I lie down with ice packs on my back, my butt, my knee, my arm where I caught myself on the banister during the fall, and I take some Tylenol for the pain. I’m supposed to take the kids to their grandparents for the day, but my skin hurts when I walk, and my muscles cramp from the assault. I put on compression shorts under my summer dress, even though I know they will squeeze me, squeeze my dura and make my brain foggy with an upward push of fluid, but the compression helps contain the sensation of the growing bruises, so I make the trade-off. I sit on the train gently, balanced on my left leg and butt cheek, since the right one is so tender, and every jostle makes me wonder if this is it, if I’ve torn open the leak spot, if all my recovery has been for nothing.

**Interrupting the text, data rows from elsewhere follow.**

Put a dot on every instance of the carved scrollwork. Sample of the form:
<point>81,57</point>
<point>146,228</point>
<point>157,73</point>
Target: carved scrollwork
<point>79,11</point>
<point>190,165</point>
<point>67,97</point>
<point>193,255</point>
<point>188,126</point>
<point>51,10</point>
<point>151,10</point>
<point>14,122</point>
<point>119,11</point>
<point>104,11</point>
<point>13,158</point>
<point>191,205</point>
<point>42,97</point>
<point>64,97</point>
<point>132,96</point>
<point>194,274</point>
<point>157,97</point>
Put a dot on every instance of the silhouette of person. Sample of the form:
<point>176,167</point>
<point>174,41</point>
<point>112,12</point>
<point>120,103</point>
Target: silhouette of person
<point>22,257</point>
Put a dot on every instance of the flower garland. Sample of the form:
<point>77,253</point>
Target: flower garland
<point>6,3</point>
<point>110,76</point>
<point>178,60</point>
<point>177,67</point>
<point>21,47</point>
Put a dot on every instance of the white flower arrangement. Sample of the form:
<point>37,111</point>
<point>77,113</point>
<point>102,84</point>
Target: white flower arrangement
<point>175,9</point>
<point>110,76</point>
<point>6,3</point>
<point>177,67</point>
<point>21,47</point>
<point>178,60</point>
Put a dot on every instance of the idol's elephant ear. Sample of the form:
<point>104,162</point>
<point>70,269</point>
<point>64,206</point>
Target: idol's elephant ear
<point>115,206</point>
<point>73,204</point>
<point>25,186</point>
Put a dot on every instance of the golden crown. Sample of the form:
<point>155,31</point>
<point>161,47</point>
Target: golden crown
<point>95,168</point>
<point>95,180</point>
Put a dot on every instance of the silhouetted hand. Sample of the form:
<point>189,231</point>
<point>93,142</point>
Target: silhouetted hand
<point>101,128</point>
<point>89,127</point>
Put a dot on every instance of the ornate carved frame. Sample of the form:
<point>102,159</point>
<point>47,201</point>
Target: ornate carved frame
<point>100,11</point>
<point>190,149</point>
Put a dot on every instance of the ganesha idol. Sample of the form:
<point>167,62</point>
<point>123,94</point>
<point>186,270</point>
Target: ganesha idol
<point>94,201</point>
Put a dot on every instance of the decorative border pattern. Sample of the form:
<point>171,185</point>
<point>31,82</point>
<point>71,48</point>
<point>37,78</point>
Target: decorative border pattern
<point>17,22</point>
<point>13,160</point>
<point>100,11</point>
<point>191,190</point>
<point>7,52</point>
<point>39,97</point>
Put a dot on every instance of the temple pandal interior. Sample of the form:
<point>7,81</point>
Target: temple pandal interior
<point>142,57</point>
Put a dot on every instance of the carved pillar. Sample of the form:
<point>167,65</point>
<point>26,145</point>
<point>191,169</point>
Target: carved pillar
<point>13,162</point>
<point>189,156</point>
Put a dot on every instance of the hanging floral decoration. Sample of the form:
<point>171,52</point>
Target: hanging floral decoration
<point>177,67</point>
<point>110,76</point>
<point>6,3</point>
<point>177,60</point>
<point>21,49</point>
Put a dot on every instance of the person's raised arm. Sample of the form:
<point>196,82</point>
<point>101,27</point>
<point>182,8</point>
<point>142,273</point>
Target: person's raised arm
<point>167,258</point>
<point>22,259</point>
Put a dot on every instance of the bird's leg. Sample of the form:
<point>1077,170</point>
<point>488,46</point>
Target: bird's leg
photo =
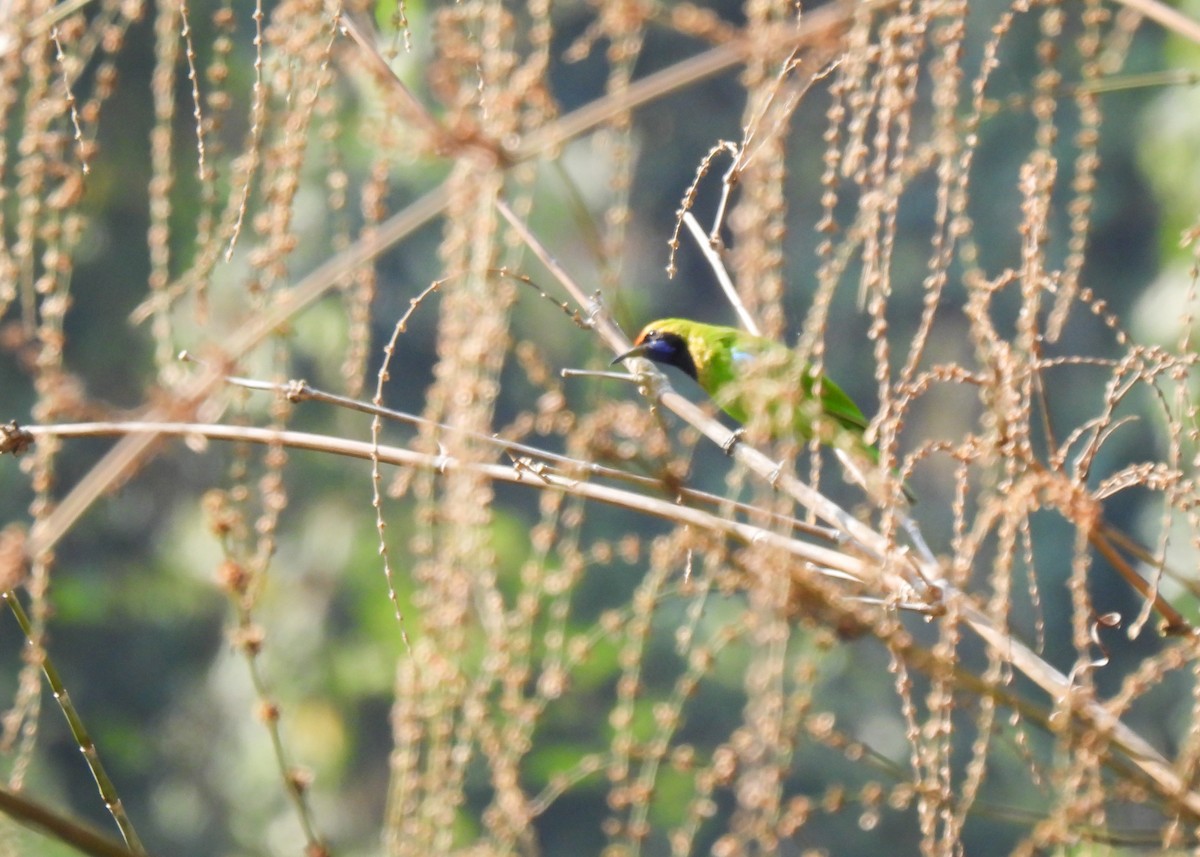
<point>732,441</point>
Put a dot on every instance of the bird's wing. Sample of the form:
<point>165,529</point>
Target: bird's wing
<point>838,405</point>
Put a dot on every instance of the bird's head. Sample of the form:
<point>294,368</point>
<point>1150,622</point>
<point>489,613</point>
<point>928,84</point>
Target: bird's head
<point>664,342</point>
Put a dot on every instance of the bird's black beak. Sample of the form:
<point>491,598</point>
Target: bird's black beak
<point>636,351</point>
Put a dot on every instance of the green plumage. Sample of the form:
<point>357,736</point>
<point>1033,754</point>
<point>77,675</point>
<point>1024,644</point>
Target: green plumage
<point>754,378</point>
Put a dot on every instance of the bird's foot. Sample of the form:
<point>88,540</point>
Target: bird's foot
<point>732,441</point>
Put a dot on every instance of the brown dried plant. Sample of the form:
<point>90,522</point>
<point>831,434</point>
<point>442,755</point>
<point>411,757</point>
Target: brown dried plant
<point>600,634</point>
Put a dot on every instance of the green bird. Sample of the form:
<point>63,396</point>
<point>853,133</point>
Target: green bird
<point>748,375</point>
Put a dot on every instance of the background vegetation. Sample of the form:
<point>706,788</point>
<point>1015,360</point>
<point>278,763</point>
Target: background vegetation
<point>281,622</point>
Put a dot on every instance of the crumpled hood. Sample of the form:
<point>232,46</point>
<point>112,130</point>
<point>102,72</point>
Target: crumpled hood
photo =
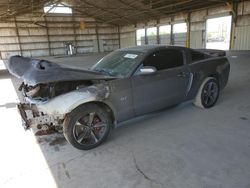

The pain from the fall at first is almost welcome, because of how different it is from the kind of pain I’ve become so used to. It’s almost a relief to experience pain that’s not a headache, pain
that has a different kind of immediacy and texture to it. And yet somehow, after a few hours, it starts to feel as though this pain from the fall has become the gateway pain to all the other pain in my body that has been holding itself at bay, waiting for the right time to manifest: I feel the ache of my arms, my ankles, my back, the nagging, worrying throb of a wisdom tooth beginning to emerge.
By the time we arrive at the grandparents’ house, when I check on my bruise I’m horrified to see it is already a massive red and purple welt covering my entire right butt cheek, and my jaw ache begins to morph from an annoying nagging sensation to an insistent stab. I lie down with ice packs on my butt and Orajel on my wisdom tooth, which has picked the absolute worst time to try to break free, and say to myself over and over, Please don’t let me be leaking again, please don’t let me be leaking again, a pathetic incantation that might as well be a leaker’s prayer.
I commiserate with the other leakers, posting about my fall, my hurting tooth, my worries that I might have undone my almost six months of progress. I tell Nina about my fall, about how my butt hurts, about how bad the bruise is, about how I can’t even tell if I have a leak headache because of how bad my tooth pain has suddenly become. As my bruises deepen and spread, it becomes impossible to lie on my back or my side, and I have to somehow sleep on my stomach while keeping both my butt and my head elevated, which seems as comical as it does impossible. The bruise darkens to a horrifying purple-black and I try to sleep with a heating pad on my butt as I lie in a constellation of pillows, googling things like ass bruise death and wisdom-tooth pain death and can falling down stairs give you a spinal CSF leak and can a person die from a really bad butt bruise.